August: Osage County
William Friedkin’s last two directorial efforts (Bug and Killer Joe) were Tracy Letts adaptations, and it’s a crying shame he didn't helm the film version of August: Osage County, the playwright’s 2008 Pulitzer Prize winner about a brood coming home to rally around a cancer-stricken, monstrous matriarch (a scenery-gorging Streep) when their father (Shepard) vanishes. Tensions and dark revelations naturally come to the fore.
While prone to acerbic verbal matches and twisted tangents like those other Letts films, though noticeably lacking on the fried food fellatio front, August still feels neutered for mass consumption even to one barely familiar with the source. Select sequences shine through here and there, as do some of the more subtle performances (Nicholson and Cooper), which render well-realised people rather than conflict generators; of the piece’s louder players, Roberts is admittedly strong as the oldest of the mistreated daughters, and Mulroney makes for an entertaining sleazebag.

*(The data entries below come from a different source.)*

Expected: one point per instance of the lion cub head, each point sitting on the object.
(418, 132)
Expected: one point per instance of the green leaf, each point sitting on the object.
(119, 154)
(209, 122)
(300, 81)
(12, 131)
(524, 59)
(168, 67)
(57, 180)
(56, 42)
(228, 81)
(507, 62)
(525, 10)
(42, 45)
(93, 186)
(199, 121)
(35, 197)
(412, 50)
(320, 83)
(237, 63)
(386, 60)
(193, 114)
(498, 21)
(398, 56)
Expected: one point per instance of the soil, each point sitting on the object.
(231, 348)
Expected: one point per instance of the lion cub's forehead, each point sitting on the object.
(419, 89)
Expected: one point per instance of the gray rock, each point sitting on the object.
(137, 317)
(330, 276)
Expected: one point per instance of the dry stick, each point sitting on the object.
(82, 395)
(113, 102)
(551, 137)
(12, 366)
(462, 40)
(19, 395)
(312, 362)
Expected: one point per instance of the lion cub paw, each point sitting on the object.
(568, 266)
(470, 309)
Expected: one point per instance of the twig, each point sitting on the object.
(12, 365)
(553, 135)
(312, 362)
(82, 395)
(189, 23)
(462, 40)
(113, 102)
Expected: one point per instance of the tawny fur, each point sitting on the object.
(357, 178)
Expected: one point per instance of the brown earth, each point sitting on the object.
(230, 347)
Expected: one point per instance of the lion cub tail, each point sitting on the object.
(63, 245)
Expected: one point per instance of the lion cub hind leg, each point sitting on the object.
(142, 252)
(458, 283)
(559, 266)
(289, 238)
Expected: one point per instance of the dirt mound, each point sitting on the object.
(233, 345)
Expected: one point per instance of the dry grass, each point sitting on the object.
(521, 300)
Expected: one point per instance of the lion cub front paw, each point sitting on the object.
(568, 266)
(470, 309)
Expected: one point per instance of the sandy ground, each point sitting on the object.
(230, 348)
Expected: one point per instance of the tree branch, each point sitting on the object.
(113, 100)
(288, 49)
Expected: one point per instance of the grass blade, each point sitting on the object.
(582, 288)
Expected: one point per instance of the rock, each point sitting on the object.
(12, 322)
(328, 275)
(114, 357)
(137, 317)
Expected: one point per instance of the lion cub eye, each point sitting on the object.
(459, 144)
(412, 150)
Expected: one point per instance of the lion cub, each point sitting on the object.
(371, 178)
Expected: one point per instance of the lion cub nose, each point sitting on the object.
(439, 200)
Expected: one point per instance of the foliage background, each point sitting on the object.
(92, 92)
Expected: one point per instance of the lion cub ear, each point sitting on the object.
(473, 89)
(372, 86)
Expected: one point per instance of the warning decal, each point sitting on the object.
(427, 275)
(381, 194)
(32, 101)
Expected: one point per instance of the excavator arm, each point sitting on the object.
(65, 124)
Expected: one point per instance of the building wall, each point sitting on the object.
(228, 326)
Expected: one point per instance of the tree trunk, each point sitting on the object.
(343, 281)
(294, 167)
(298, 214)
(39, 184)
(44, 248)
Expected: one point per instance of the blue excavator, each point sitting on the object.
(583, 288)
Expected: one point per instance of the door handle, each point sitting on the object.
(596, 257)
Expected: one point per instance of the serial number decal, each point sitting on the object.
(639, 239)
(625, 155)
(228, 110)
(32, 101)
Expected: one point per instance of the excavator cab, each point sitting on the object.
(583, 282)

Despite being shot on location, the film’s sense of place is almost non-existent, a crucial problem for a story in which the family property that has housed these generations of bitter fuck-ups of varying degrees is meant to be an evocative character in its own right. Even the barest of stage-bound productions would bring more palpable claustrophobia and conviction than John Wells’ flat direction, which serves to hinder the translation of what’s likely a much more cohesive, less overall numbing dramatic work in its original incarnation.